I am studying following result.
Let $H$ and $K$ be Hilbert spaces and an operator $A \in B(H, K)$, which has closed range. The spaces $H$ and $K$ have the following orthogonal decompositions:
$H = R(A^*) \oplus N(A) $, $K = R(A) \oplus N(A^*)$, where $R(A)$ and $N(A)$ denotes the range and null space of $A$, respectively.
According to these decompositions the operator A has the matrix form:
$A =\left( \begin{array}{cc} A_1 & 0\\ 0 & 0 \\ \end{array} \right) :\left( \begin{array}{c} R(A^*) \\ N(A) \\ \end{array} \right)$ $\rightarrow$ $\left( \begin{array}{c} R(A) \\ N(A^*) \\ \end{array} \right)$
I need help to understand how this form of matrix $A$ came? I am finding it difficult to prove this.
Thank you very much for your help and suggestions.
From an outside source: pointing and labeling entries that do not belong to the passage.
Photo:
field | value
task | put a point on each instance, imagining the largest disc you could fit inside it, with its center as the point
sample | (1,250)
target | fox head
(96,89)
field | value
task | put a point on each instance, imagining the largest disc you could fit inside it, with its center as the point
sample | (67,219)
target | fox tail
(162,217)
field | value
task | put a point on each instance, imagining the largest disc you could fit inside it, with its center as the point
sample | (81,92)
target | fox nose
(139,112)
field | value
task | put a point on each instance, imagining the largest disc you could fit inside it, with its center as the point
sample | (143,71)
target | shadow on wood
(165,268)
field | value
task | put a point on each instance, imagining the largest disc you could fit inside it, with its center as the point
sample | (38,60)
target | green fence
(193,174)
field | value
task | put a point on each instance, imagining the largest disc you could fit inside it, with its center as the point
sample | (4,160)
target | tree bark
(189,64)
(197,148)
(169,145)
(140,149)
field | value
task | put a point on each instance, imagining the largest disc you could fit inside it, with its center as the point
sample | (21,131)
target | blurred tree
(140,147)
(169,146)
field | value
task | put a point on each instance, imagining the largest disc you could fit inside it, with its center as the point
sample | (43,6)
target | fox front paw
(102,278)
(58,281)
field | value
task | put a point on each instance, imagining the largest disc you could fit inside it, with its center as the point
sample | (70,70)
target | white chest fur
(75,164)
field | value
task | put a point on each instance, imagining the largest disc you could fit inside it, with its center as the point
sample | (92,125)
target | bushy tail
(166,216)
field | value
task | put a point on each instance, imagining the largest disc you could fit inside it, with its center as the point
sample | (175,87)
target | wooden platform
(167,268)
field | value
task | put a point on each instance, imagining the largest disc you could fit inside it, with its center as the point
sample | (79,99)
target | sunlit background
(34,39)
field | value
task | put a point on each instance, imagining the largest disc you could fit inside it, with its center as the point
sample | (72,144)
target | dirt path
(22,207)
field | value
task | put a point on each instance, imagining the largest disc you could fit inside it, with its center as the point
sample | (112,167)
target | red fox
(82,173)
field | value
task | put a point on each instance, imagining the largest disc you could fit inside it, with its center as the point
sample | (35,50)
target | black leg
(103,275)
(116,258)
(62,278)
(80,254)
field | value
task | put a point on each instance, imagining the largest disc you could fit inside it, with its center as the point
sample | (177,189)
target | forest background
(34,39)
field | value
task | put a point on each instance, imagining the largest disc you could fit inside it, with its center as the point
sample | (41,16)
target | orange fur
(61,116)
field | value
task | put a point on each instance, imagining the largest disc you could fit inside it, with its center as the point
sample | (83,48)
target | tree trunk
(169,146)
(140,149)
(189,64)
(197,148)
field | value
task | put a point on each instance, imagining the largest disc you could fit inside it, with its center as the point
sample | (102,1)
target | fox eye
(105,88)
By definition the image of $A$ lives in the $R(A)$ component of $K = R(A) \oplus N(A^*)$, so the second column of blocks of the matrix of $A$ is zero. The matrix of $A^*$ is the conjugated transpose of that of $A$, and by a similar argument its second column of blocks is zero as well; these come from the second row of block of $A$. So only the top-left block of $A$ can be nonzero.